Anyway, I want to share something on a more serious note, and I bet it´s something that most of the missionaries who just hit the field are gonna be writing about, not just an isolated few. So, a couple of days ago, I remember thinking that I couldn´t remember the last time that I´d seen a building without bars over the door or windows. Well, on Saturday night, we found them. We went to a small community built under a bridge to try to motivate a couple of less active members to come to church the next day. We walked down a normal street, turned a normal corner, and then, down below me was sprawled the shabbiest collections of buildings I had seen in my entire life. It´s hard for me to describe the scene. Each one was a ramshackle hut pieced together with rotting pieces of plywood and bent slates of corrugated metal. They were packed into tight rows with only gaps of a few feet in front to serve as a road through.

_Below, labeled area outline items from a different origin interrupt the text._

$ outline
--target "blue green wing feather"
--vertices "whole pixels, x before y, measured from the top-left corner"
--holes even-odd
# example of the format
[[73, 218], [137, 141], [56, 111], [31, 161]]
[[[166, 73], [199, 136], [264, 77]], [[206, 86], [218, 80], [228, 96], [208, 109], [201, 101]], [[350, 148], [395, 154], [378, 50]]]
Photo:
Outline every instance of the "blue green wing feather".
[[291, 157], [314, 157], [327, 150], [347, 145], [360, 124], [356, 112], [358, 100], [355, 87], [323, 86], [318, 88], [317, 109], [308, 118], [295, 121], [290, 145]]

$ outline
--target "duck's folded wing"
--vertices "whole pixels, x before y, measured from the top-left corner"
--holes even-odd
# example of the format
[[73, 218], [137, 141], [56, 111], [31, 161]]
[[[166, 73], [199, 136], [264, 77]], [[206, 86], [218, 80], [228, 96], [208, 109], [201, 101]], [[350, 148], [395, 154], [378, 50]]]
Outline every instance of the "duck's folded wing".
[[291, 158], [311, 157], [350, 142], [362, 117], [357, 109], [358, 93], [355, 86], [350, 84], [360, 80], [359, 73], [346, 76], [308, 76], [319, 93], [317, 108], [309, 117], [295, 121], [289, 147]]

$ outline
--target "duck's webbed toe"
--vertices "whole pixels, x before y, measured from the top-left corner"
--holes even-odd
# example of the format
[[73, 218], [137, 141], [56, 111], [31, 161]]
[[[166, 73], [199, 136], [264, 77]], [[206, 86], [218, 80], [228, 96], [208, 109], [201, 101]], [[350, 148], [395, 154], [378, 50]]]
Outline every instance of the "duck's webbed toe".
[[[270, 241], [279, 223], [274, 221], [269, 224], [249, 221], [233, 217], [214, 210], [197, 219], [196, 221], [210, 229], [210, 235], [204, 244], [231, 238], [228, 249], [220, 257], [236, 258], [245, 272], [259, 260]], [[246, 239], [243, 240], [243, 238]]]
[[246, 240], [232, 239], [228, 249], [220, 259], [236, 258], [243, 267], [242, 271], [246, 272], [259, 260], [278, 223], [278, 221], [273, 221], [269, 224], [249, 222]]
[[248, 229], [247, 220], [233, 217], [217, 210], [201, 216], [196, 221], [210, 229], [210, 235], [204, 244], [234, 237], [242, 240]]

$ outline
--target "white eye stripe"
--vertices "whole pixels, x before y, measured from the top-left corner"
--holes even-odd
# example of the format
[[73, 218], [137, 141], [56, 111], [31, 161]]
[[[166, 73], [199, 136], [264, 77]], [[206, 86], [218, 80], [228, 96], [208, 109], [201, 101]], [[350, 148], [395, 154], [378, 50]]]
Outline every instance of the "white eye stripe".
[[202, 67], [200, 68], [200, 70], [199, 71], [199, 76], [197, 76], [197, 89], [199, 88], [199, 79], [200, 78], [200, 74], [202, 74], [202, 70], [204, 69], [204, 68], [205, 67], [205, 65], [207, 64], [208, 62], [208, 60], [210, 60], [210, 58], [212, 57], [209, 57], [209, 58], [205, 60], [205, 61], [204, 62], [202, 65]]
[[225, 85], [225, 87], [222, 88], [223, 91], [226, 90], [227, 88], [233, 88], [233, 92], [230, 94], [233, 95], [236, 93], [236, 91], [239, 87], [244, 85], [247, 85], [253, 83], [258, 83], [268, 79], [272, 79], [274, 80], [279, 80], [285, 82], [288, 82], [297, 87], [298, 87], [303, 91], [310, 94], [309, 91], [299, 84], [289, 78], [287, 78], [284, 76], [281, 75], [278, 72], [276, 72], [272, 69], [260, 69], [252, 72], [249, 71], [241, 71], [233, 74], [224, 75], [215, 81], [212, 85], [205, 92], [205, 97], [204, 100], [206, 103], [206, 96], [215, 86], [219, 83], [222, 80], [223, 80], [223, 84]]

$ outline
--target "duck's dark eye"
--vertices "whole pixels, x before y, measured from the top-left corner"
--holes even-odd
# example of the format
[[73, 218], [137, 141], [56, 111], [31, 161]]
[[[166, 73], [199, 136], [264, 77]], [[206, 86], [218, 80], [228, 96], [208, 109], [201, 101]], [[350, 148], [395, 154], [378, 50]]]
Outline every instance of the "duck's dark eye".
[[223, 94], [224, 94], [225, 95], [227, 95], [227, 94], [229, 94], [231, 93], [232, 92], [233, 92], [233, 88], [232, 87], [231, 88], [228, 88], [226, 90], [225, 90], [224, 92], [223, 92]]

We silently descended. My entire life, I´ve heard stories about world poverty. Seen pictures. Videos. Read speeches. The works. But let me tell you. Until you´ve actually seen it with your own eyes, it´s not the same. We talked with one family who had been living in their house for over forty years. This is a tiny structure lit by a single oil lamp. In the flickering shadows, I could see that it doubled as a chicken coop. Holes peppered the ceiling and walls, and in total, the building was probably about twenty feet by fifteen feet. Six people lived there. Now, this was a building that most Americans wouldn´t use as a backyard shed. The people living there didn´t have bars because they didn´t need them. A robber would find nothing there.

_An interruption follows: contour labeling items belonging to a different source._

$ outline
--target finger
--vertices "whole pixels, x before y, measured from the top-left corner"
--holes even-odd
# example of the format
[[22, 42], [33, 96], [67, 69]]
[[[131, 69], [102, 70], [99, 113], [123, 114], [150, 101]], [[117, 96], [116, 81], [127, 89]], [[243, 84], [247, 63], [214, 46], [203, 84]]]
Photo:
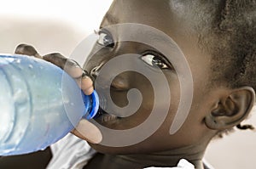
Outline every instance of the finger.
[[15, 52], [16, 54], [25, 54], [28, 56], [34, 56], [36, 58], [42, 59], [38, 51], [31, 45], [27, 44], [20, 44], [16, 47]]
[[84, 119], [71, 132], [92, 144], [99, 144], [102, 140], [102, 134], [98, 127]]
[[79, 78], [82, 76], [83, 69], [79, 66], [79, 65], [74, 60], [65, 58], [61, 54], [55, 53], [47, 54], [44, 55], [43, 59], [61, 68], [73, 78]]
[[82, 77], [81, 89], [86, 95], [90, 95], [93, 93], [93, 82], [89, 76], [85, 76]]

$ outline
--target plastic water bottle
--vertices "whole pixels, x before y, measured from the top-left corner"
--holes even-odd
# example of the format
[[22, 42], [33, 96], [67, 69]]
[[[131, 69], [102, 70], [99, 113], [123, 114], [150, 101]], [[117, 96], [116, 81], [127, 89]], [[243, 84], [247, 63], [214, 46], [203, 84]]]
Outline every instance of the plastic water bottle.
[[32, 57], [0, 54], [0, 155], [26, 154], [58, 141], [97, 112], [59, 67]]

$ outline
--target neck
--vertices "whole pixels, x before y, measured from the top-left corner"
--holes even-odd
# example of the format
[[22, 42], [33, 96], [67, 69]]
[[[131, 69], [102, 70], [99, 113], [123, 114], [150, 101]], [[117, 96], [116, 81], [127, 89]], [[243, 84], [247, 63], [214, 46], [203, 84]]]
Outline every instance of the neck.
[[186, 159], [194, 164], [196, 169], [203, 169], [202, 158], [207, 145], [191, 145], [170, 150], [136, 154], [125, 155], [108, 155], [106, 161], [113, 164], [121, 165], [125, 168], [143, 168], [148, 166], [177, 166], [181, 159]]

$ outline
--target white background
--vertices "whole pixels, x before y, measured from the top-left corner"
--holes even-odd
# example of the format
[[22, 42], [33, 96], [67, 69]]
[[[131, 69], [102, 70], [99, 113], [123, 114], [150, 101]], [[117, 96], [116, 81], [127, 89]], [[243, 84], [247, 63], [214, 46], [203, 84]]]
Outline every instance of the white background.
[[[111, 0], [8, 0], [1, 2], [0, 53], [13, 54], [20, 43], [45, 54], [66, 56], [97, 29]], [[255, 113], [254, 113], [255, 114]], [[256, 125], [256, 115], [248, 121]], [[206, 155], [216, 169], [254, 169], [256, 133], [237, 131], [213, 141]]]

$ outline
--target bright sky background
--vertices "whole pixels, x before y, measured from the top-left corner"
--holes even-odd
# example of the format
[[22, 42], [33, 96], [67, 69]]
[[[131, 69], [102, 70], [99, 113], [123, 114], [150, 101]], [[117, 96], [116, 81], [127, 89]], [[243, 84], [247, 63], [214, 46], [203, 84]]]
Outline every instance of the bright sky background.
[[[95, 29], [112, 0], [2, 0], [0, 15], [60, 20], [81, 29]], [[88, 24], [90, 23], [90, 24]]]

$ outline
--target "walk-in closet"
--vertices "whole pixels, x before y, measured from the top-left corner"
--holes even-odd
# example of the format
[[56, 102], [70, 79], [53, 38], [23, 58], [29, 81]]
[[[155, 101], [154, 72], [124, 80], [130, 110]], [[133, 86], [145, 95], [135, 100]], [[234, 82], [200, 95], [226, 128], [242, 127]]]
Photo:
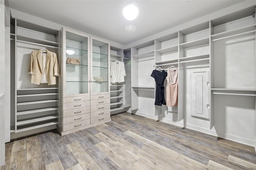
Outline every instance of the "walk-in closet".
[[256, 1], [0, 1], [0, 170], [256, 169]]

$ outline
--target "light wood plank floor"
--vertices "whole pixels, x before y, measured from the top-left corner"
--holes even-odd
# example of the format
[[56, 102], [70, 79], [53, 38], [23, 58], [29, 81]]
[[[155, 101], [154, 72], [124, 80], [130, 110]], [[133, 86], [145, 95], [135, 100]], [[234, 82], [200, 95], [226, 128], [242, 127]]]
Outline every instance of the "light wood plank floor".
[[256, 170], [253, 147], [127, 113], [111, 119], [6, 143], [0, 170]]

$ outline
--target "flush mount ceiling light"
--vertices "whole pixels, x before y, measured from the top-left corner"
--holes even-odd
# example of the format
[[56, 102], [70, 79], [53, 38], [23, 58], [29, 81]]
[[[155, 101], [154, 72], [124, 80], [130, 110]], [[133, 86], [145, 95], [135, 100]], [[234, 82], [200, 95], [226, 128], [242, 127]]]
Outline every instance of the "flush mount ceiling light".
[[70, 50], [70, 49], [67, 49], [66, 50], [66, 52], [70, 55], [72, 55], [75, 53], [75, 51], [73, 50]]
[[139, 10], [132, 2], [130, 2], [123, 10], [123, 14], [126, 20], [131, 21], [136, 18], [139, 13]]

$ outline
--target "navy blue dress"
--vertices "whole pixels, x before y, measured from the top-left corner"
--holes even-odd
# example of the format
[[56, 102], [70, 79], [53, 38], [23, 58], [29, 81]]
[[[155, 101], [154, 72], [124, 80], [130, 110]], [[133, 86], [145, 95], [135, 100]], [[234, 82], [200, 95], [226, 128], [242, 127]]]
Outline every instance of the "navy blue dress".
[[156, 87], [156, 101], [155, 105], [162, 106], [166, 105], [166, 103], [164, 99], [164, 80], [167, 76], [167, 73], [164, 71], [154, 70], [152, 72], [151, 77], [155, 79]]

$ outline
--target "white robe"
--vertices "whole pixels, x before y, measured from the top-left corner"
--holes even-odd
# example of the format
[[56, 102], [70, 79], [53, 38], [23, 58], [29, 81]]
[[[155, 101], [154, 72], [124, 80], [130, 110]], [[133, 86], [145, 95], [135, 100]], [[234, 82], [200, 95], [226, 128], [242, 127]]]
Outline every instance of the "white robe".
[[124, 64], [122, 61], [116, 61], [111, 63], [110, 66], [110, 82], [112, 83], [124, 82], [124, 76], [126, 75]]

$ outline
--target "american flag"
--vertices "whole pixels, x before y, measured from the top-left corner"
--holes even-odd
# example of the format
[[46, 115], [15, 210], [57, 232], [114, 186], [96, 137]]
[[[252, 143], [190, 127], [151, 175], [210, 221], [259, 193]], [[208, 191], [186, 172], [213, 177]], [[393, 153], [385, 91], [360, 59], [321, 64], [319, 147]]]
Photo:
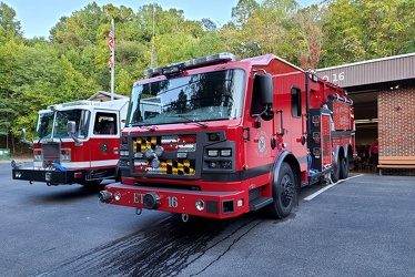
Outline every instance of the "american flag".
[[112, 59], [112, 55], [108, 59], [108, 63], [110, 64], [110, 68], [112, 69], [114, 66], [114, 60]]
[[110, 52], [114, 50], [114, 31], [113, 31], [112, 25], [111, 25], [110, 33], [108, 35], [108, 48], [110, 49]]

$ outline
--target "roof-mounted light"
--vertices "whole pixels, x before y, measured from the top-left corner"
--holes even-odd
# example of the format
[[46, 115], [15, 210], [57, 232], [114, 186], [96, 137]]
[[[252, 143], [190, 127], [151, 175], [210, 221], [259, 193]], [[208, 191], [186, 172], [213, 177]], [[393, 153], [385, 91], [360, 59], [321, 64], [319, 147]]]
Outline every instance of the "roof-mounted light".
[[235, 55], [232, 53], [224, 52], [213, 55], [206, 55], [203, 58], [196, 58], [184, 62], [178, 62], [161, 68], [144, 70], [144, 74], [149, 78], [156, 75], [169, 75], [180, 73], [189, 69], [221, 64], [230, 61], [235, 61]]

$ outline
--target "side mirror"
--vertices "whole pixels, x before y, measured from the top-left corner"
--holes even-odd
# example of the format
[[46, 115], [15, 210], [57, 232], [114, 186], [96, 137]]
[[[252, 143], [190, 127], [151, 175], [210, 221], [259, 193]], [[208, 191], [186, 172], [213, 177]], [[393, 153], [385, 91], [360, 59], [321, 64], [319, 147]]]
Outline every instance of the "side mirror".
[[270, 121], [274, 117], [273, 96], [274, 86], [272, 83], [272, 75], [270, 73], [254, 75], [254, 90], [260, 96], [261, 105], [264, 110], [261, 112], [261, 117], [264, 121]]
[[255, 90], [260, 92], [261, 104], [264, 106], [272, 106], [274, 86], [272, 83], [272, 75], [270, 73], [255, 74]]
[[26, 140], [26, 129], [21, 130], [21, 141], [26, 144], [33, 145], [33, 142], [29, 142]]
[[77, 123], [74, 121], [68, 121], [67, 132], [69, 135], [73, 135], [77, 132]]

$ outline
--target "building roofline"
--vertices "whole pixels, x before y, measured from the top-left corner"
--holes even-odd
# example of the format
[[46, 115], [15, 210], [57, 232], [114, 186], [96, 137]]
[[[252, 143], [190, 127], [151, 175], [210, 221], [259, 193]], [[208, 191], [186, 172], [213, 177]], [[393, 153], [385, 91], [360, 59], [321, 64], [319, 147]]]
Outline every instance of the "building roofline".
[[341, 68], [346, 68], [346, 66], [352, 66], [352, 65], [361, 65], [361, 64], [367, 64], [367, 63], [373, 63], [373, 62], [379, 62], [379, 61], [387, 61], [387, 60], [395, 60], [395, 59], [401, 59], [401, 58], [406, 58], [406, 57], [413, 57], [415, 55], [414, 53], [407, 53], [407, 54], [398, 54], [398, 55], [392, 55], [392, 57], [385, 57], [385, 58], [379, 58], [379, 59], [374, 59], [374, 60], [367, 60], [367, 61], [361, 61], [361, 62], [352, 62], [352, 63], [345, 63], [342, 65], [335, 65], [335, 66], [330, 66], [330, 68], [323, 68], [323, 69], [317, 69], [316, 71], [326, 71], [326, 70], [333, 70], [333, 69], [341, 69]]

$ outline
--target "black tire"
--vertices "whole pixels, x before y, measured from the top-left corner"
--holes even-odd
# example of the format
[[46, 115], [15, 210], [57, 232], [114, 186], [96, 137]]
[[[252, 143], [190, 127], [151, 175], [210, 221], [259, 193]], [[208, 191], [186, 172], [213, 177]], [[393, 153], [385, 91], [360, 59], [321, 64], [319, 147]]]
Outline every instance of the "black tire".
[[340, 178], [344, 179], [348, 177], [350, 163], [347, 156], [341, 160], [340, 163]]
[[287, 163], [282, 163], [279, 176], [274, 176], [272, 184], [274, 202], [267, 206], [267, 214], [282, 219], [290, 215], [294, 204], [294, 174]]
[[83, 185], [85, 187], [93, 187], [93, 186], [98, 186], [99, 184], [101, 184], [101, 182], [102, 182], [102, 178], [100, 178], [100, 179], [92, 179], [92, 181], [84, 181], [84, 182], [81, 182], [79, 184]]

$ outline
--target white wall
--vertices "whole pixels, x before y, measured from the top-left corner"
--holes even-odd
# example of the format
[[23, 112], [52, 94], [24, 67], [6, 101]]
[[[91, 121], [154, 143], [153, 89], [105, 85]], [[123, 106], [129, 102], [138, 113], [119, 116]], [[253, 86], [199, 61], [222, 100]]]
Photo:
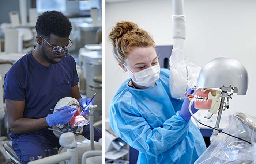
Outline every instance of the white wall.
[[[244, 112], [256, 116], [256, 1], [185, 0], [187, 39], [185, 54], [203, 66], [217, 57], [235, 59], [246, 68], [249, 77], [246, 95], [235, 96], [224, 114]], [[136, 0], [105, 4], [105, 117], [120, 84], [128, 78], [113, 56], [108, 35], [118, 21], [137, 23], [154, 39], [157, 45], [173, 44], [170, 0]]]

As me and Elder Miller left afterward, I found myself feeling rather reflective. Our house here doesn't have a metric ton of luxuries. We sleep behind two sets of bars and two locked doors. Our shower is a pipe sticking out of the wall that only runs cold. The power goes out almost every day, oftentimes more than once, and sometimes, the water stops running too. We have cockroaches. The water that comes out of the tap isn't safe to drink. But I´m grateful beyond anything that I can express for that place. Because there are people living in conditions umpteen times worse than that. And I know that there are places like that bridge village dotting this country and the world. Places that are even worse. And let me tell you. As I walked out of that little community, I thought about every time I complained about having a lukewarm shower, or that my soda ran flat, or that I didn´t really like the black bean soup we had for dinner, or any of the other first world problems we deal with in life. And I felt ashamed. I haven´t really had to live anything like that.

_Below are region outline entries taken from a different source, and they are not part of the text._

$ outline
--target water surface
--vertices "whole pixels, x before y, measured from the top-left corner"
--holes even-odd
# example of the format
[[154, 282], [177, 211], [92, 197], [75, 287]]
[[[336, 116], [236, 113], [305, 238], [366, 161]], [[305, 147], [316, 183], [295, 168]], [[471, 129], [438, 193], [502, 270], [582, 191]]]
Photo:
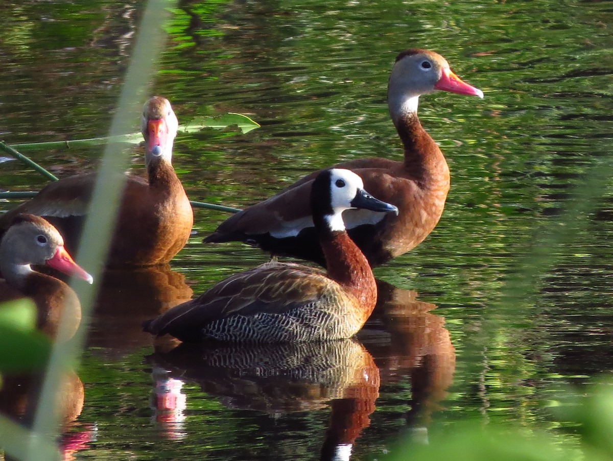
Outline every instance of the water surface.
[[[142, 2], [0, 8], [2, 138], [104, 135]], [[467, 418], [578, 443], [550, 408], [613, 361], [612, 12], [606, 1], [180, 2], [151, 93], [181, 121], [236, 112], [262, 124], [180, 136], [173, 163], [194, 200], [243, 207], [336, 162], [400, 158], [386, 88], [408, 48], [443, 55], [485, 97], [421, 98], [452, 188], [432, 234], [376, 270], [384, 295], [355, 341], [154, 351], [142, 320], [267, 259], [201, 243], [221, 212], [196, 211], [197, 234], [170, 267], [109, 274], [78, 370], [84, 408], [69, 433], [88, 441], [75, 456], [316, 459], [352, 444], [362, 459]], [[64, 176], [101, 153], [32, 158]], [[44, 183], [1, 167], [3, 188]]]

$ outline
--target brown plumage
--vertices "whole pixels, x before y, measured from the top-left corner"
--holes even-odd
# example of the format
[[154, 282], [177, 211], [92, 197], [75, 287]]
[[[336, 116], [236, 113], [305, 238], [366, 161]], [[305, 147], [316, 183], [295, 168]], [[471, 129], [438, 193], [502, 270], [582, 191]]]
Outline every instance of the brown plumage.
[[[398, 55], [387, 90], [390, 115], [405, 148], [403, 161], [366, 158], [336, 165], [351, 170], [375, 197], [396, 205], [398, 216], [352, 210], [343, 213], [351, 238], [371, 266], [412, 250], [432, 231], [443, 213], [449, 170], [434, 140], [417, 115], [419, 96], [435, 90], [483, 97], [449, 69], [441, 56], [425, 50]], [[285, 255], [324, 264], [313, 227], [308, 197], [310, 174], [268, 200], [230, 216], [205, 239], [238, 240]]]
[[47, 265], [89, 283], [91, 276], [77, 265], [64, 249], [58, 230], [45, 219], [20, 215], [13, 219], [0, 242], [0, 302], [31, 298], [36, 305], [37, 326], [55, 338], [63, 313], [72, 321], [65, 336], [71, 337], [81, 320], [81, 305], [75, 292], [55, 277], [33, 270], [31, 264]]
[[[167, 263], [191, 232], [191, 205], [172, 164], [178, 121], [170, 102], [161, 96], [150, 99], [141, 128], [148, 180], [129, 176], [126, 181], [107, 266]], [[96, 178], [95, 173], [76, 175], [50, 183], [0, 218], [0, 229], [20, 213], [42, 216], [64, 235], [69, 251], [76, 251]]]
[[397, 210], [364, 192], [357, 175], [340, 169], [316, 178], [311, 203], [327, 273], [298, 264], [263, 264], [145, 322], [145, 330], [183, 341], [268, 343], [355, 334], [375, 307], [376, 285], [366, 258], [347, 235], [341, 215], [351, 208]]

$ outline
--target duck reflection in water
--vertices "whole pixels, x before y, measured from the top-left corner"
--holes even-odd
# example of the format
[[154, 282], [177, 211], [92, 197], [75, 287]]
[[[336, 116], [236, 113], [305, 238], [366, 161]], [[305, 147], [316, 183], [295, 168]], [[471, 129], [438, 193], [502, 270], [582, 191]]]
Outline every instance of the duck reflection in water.
[[160, 264], [102, 273], [87, 343], [96, 353], [121, 357], [151, 344], [140, 324], [191, 299], [185, 276]]
[[444, 318], [432, 312], [435, 305], [382, 280], [377, 289], [377, 305], [357, 337], [375, 357], [382, 384], [411, 383], [408, 432], [427, 443], [432, 413], [442, 409], [439, 402], [453, 383], [455, 349]]
[[[3, 375], [0, 389], [0, 413], [15, 422], [32, 424], [44, 373]], [[74, 459], [74, 454], [87, 448], [95, 429], [93, 425], [80, 426], [75, 422], [83, 410], [85, 397], [83, 382], [74, 371], [61, 377], [55, 402], [61, 428], [59, 448], [65, 461]], [[78, 430], [77, 430], [78, 429]], [[13, 459], [6, 455], [7, 461]]]
[[[164, 419], [159, 415], [169, 419], [169, 402], [178, 403], [175, 414], [179, 419], [182, 416], [184, 397], [175, 392], [168, 398], [171, 379], [197, 383], [229, 408], [255, 410], [275, 417], [329, 406], [332, 414], [322, 459], [349, 458], [354, 441], [370, 424], [379, 395], [379, 370], [355, 339], [259, 345], [186, 343], [147, 359], [156, 381], [152, 401], [158, 424]], [[173, 387], [180, 389], [176, 383]], [[162, 427], [169, 431], [169, 438], [185, 436], [180, 421]], [[277, 443], [287, 450], [286, 441]]]

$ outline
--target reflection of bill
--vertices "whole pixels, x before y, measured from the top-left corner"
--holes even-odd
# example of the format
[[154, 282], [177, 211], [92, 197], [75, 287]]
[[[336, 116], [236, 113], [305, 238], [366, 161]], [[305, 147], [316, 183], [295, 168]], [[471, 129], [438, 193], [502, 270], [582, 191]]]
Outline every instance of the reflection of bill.
[[[329, 408], [321, 459], [349, 459], [356, 440], [370, 423], [379, 397], [379, 369], [354, 339], [275, 345], [184, 343], [147, 359], [156, 376], [158, 424], [161, 407], [176, 407], [182, 402], [185, 408], [185, 395], [180, 394], [183, 381], [171, 376], [197, 383], [228, 408], [274, 417]], [[164, 393], [174, 395], [169, 398]], [[185, 436], [182, 427], [178, 430]]]
[[[25, 426], [31, 425], [42, 383], [42, 374], [4, 375], [0, 388], [0, 413]], [[64, 373], [56, 396], [56, 411], [59, 418], [59, 448], [64, 461], [87, 448], [97, 430], [95, 425], [76, 422], [81, 414], [85, 392], [83, 382], [74, 371]], [[6, 456], [7, 461], [12, 459]]]
[[187, 395], [181, 392], [183, 382], [170, 376], [170, 373], [159, 367], [153, 368], [155, 387], [151, 394], [151, 421], [162, 435], [171, 440], [181, 440], [187, 432], [184, 430]]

Our apartment is one of the nicest in our area, and if I really wanted to, all I would have to do is call my mission president and he would send me back to a warm bed, plenty of food, and more luxuries than I can even think of. I appreciate the countless blessings I´ve had in my life more than I ever have before, and I am still forced to acknowledge that I still can´t appreciate them as much as I should. Though I haven´t experienced it, I have seen true poverty, and although I am not a perfect person, if I have anything to say about it, I will never complain about my standard of living again as long as I live. For a much better and more proactive discourse on the same subject, see Elder Holland´s talk from general conference last month.

Anyway, I´m living the Caribbean life and loving it! Much love to you all. I hope to hear from all of y´all and hope things are going well!